YONGSAN GARRISON, South Korea — A one-month temporary membership at the Dragon Hill Lodge’s fitness center cost a U.S. military family $735, according to the family and officials at the government-run hotel.
The charges are accurate, and the gym has the paperwork to prove it, according to the hotel’s marketing office.
But the military family says the charges stem from an honest mistake — failing to fill out a cancellation form three years ago — and they can’t understand why a government facility created to serve military families would want to profit from an oversight. A recent request by the family for an inspector general’s investigation was rejected.

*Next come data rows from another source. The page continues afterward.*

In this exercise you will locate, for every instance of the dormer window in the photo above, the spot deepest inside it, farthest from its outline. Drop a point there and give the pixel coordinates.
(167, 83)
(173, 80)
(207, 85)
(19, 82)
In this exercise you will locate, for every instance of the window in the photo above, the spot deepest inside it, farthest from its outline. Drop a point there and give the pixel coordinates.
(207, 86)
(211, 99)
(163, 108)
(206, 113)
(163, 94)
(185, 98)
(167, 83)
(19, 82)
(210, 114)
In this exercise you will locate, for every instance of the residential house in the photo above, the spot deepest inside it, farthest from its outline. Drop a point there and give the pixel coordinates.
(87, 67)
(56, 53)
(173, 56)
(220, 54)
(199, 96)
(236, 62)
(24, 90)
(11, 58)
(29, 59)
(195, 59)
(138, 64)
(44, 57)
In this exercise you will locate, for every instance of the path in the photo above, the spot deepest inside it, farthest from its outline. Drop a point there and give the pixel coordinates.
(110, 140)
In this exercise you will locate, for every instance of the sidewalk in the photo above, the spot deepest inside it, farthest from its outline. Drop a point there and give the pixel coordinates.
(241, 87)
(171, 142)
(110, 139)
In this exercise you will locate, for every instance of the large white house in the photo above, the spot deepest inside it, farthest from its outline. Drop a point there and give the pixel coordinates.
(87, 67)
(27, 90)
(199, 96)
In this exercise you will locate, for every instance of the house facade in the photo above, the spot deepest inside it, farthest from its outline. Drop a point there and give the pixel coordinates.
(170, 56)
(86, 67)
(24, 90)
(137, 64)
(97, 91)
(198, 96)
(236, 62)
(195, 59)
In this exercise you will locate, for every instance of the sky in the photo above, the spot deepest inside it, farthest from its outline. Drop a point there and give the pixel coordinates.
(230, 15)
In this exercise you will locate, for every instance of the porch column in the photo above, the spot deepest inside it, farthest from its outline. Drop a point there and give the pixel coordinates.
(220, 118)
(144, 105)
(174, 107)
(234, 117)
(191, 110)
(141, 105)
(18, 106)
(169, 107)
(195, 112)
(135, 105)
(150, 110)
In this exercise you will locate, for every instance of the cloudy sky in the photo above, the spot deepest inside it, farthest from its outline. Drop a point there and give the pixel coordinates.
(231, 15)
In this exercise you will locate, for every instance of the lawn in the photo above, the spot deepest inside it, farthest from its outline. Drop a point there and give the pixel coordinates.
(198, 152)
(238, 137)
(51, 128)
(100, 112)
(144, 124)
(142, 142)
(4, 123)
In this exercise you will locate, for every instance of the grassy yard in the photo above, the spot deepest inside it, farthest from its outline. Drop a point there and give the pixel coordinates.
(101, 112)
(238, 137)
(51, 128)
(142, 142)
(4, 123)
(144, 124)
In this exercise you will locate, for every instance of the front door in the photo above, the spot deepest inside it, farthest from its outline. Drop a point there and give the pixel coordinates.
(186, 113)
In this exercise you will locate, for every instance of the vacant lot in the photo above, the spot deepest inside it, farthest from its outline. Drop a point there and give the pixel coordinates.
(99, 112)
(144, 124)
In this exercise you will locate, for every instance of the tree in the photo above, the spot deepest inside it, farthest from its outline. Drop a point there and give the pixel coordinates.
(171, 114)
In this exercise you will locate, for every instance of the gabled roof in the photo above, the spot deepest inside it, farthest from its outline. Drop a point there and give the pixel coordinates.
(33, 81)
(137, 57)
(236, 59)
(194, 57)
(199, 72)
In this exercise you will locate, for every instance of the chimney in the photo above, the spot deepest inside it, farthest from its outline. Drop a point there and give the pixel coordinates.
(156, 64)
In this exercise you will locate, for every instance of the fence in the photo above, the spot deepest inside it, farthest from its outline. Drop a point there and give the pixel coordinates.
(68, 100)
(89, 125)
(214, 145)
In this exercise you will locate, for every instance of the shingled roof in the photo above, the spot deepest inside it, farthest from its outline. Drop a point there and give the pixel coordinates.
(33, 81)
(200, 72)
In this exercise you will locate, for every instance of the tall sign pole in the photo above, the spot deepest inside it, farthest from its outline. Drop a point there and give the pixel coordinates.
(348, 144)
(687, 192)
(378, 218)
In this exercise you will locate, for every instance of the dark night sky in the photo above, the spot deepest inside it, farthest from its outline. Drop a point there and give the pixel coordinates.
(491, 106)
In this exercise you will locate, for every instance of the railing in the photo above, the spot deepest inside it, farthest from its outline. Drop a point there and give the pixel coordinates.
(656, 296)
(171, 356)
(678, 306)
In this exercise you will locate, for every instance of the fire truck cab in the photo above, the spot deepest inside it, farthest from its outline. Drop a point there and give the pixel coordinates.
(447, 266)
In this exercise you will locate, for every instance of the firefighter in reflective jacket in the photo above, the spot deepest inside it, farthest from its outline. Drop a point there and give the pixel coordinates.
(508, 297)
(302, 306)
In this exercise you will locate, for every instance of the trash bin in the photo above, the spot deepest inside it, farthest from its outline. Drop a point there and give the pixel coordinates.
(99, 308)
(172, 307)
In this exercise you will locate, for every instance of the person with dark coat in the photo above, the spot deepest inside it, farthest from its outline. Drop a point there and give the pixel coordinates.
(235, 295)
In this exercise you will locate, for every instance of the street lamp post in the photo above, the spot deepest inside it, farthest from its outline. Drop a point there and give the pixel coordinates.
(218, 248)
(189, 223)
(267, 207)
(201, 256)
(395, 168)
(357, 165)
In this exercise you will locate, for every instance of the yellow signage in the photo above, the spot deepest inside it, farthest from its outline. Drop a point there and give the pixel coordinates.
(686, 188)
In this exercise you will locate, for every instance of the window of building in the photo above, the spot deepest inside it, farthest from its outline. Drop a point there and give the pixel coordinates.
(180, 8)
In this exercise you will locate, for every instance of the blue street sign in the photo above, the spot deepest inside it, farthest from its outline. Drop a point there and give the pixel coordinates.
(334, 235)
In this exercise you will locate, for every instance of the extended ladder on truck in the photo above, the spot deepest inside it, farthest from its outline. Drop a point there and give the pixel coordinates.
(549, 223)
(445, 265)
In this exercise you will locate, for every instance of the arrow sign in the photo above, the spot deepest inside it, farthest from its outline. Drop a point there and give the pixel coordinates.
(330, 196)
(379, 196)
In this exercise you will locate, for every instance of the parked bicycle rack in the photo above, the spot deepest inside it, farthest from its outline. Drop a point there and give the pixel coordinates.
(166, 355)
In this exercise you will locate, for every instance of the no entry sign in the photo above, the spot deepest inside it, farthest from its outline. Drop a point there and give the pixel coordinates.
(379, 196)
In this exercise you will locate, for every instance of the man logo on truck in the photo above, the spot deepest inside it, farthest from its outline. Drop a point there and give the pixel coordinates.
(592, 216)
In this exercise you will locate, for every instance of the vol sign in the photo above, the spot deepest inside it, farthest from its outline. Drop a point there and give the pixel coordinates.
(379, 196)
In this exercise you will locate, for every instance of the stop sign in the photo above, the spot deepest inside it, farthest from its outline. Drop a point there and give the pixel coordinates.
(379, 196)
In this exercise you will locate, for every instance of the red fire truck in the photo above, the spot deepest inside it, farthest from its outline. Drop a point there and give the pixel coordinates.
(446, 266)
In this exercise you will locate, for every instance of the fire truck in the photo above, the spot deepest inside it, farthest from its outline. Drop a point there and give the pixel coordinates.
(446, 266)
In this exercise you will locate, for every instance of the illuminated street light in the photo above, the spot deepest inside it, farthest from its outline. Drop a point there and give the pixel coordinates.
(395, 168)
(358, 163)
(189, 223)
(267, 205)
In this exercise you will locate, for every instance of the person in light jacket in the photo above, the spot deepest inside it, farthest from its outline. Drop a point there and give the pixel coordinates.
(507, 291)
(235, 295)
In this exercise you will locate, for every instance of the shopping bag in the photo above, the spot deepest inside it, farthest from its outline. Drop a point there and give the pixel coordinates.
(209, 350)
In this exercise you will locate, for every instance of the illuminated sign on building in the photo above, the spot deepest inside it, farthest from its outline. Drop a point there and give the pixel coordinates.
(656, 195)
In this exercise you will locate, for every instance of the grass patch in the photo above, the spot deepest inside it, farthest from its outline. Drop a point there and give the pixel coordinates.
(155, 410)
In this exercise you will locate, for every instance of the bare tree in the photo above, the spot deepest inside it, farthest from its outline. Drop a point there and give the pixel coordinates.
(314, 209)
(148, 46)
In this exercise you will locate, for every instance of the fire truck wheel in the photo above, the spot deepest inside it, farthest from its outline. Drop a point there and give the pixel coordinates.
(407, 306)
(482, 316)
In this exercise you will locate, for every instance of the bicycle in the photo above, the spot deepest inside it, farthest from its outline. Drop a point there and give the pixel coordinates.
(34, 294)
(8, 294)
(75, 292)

“It was just the wrong thing to do to someone,” said Brandy Garcia, a former aerobics teacher at The Point fitness center and wife of an Army sergeant major who ended up paying the bill.
Roxanne Holland, the hotel’s sales and marketing director, said she’s sympathetic. But she showed a copy of the agreement that Garcia’s mother signed that states it is each member’s responsibility “to fill out a cancellation voucher to terminate his or her membership.”
“We don’t want anyone to feel disenfranchised,” Holland said. “Unfortunately, as much as we’d like to (help), there are some programs that require contracts. And clearly, it was signed.”
Janeen Bouch, Garcia’s mother, signed up for temporary membership at The Point while she was visiting South Korea. The membership was linked to the Garcia family’s payments, and they had planned on paying $35 for the month Bouch was in town, according to Garcia.
Bouch left the country on June 14, 2003, her passport shows. On her last day at The Point, Bouch turned in her membership card and said goodbye to many of her daughter’s co-workers there, according to Garcia.
Yet The Point continued to bill the Garcia family $35 a month for that membership for nearly two more years, according to records provided by Garcia and confirmed by Dragon Hill officials. The Garcias failed to notice the extra automatic charge on their credit card bill as it was lumped in with other monthly fees they paid to the fitness center, Garcia said.
“The bottom line — I should have checked my credit card,” Garcia admitted during a telephone conversation last week from her family’s new assignment station in Texas, where she and her family moved this summer.
When her husband, Alfred Garcia, finally noticed the charge in February 2005, the Garcias brought the charges to The Point’s attention and asked for a refund.
But The Point and Dragon Hill Lodge officials refused to pay back the money.
“It was because I did not fill out a cancellation form,” Brandy Garcia said.
Holland said there was no error on the hotel’s part, and it cannot make an exception for one family. The hotel also is worried that making an exception for Garcia, who was a former employee, might look like favoritism over The Point’s 2,000 other members.
“We want to do the right thing, but we can’t do anything special,” Holland said. “That’s the purpose of the agreement. In my opinion, it’s just too bad she didn’t look at her credit card statement.”
Garcia said she may contact her congressional representative to ask for more help. She quit teaching at The Point last year after she grew more disappointed in the hotel’s policy, and eventually her husband did the same. When he quit, she said, he made sure to fill out the cancellation form. “To treat someone like that,” she said, “it’s just awful.”